AM: I don’t even know what my influences. . . I’m influenced by everything. I see something that I like and I like it. I don’t have a favorite artist because I love so many. I love seeing everything. When we’re on tour, anywhere we can possibly get to an art gallery, I’m there. I try to see as much stuff as I can. I love it. But my preferred medium, I don’t know. It’s funny because I’ve been painting out of a suitcase for so long that it’s small stuff, small paper, stuff that will fit in a suitcase. And I usually go with paint because I have no time to wait for oil to dry; it’s not happening. Whatever I find is good—whatever I can find. It’s getting more interesting in my studio now because I’ve got space and I can start trying different things, which has been really fun this year because I’ve had some time. It’s gotten a little bit more wild. I’ll go to the art store and find something I don’t know how to use. I don’t know what it is. I don’t know what it’s going to do, and I try to make something with it. That’s one of my favorite things to do—find something else. So I don’t know. My preferred medium is whatever I can get my hands on!
11: And Jamie has been doing some photography, it looks like?
AM: Forever. Since the birth of The Kills and before, he’s been taking photos of everything, and filming everything, and painting. We both do all of this stuff all the time. He’s really into photography, and he’s got about a bazillion cameras, as many cameras as he’s got guitars. He’s always buying them. He literally has thousands upon thousands upon thousands of negatives from the past fifteen, sixteen years, and probably even before that. The case is absolutely enormous in our house. It’s nuts. Even going and pulling out just a couple of contact sheets—it’s a life’s worth of work; it’s so insane. He did that Morrison Hotel art show, which was great. He printed off this picture he took of me and his dog for charity. It was such a nice picture, and he printed it off and gave it to them, and they were like, “Shit, your pictures are great. We want to see more.” And within a month he had a show. It was so fantastic.

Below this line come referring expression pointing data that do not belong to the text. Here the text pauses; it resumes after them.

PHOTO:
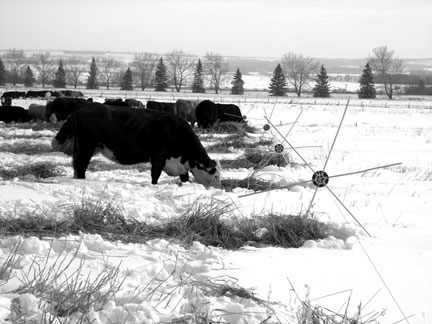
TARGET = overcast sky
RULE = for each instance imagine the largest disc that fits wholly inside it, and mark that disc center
(248, 28)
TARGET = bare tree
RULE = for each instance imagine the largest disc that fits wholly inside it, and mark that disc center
(180, 67)
(108, 67)
(216, 68)
(386, 66)
(75, 66)
(15, 60)
(299, 70)
(144, 65)
(45, 66)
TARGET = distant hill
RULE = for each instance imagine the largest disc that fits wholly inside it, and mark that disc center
(254, 65)
(333, 66)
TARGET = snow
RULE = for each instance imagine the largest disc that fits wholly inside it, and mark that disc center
(163, 282)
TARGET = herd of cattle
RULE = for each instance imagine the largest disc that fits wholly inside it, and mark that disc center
(129, 132)
(205, 113)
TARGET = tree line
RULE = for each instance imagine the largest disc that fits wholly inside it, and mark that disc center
(180, 69)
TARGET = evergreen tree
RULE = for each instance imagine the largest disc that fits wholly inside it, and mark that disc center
(161, 77)
(367, 86)
(28, 77)
(126, 83)
(92, 79)
(2, 73)
(237, 83)
(60, 77)
(278, 82)
(198, 82)
(322, 87)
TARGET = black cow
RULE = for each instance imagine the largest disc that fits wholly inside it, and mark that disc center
(206, 113)
(60, 108)
(6, 101)
(116, 102)
(64, 140)
(14, 114)
(167, 107)
(133, 103)
(229, 112)
(38, 112)
(14, 94)
(186, 110)
(38, 94)
(130, 136)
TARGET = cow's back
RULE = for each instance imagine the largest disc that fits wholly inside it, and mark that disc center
(229, 112)
(206, 113)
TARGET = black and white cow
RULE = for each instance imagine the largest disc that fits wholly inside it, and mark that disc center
(186, 110)
(131, 136)
(60, 108)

11: Did that play into your decision to play the Open Road Aperture benefit concert?
AM: Well, we said yes to that because we love Robert Frank so much. So, anything that has to do with him, we’re there, absolutely. He’s been a huge inspiration, and I think it’ll be great.
11: How did you get looped into that? There’s a pretty diverse line-up of performers. How did your guys’ name come up, do you know?
AM: I don’t know. The people who were organizing it just got in touch with us and we said yes. We met them—they actually came to Jamie’s photography show, and they were all excited. So I don’t know why they thought of us. Maybe because we’re always doing stuff like that? I don’t ask too many questions. If it’s for Robert Frank, I’ll be there.
11: So you guys are going to be playing the Wonder Ballroom in Portland. Do you guys get through Portland fairly often?
AM: Well, we haven’t been there in a while. We try, when a record comes out, at least to play there twice. It’s far, but I love Portland. We’ve played Portland a lot of times, been there a lot, and we have friends in Portland. I really love it. It always feels like it’s time to go back.
11: There are quite a few different sounds and bands that come through Portland. You can’t really nail down the city for a specific style of music. You guys have that really gritty, bluesy sound that has a good edge to it. Do you guys meet up with other artists from the Northwest that you’ve enjoyed playing with?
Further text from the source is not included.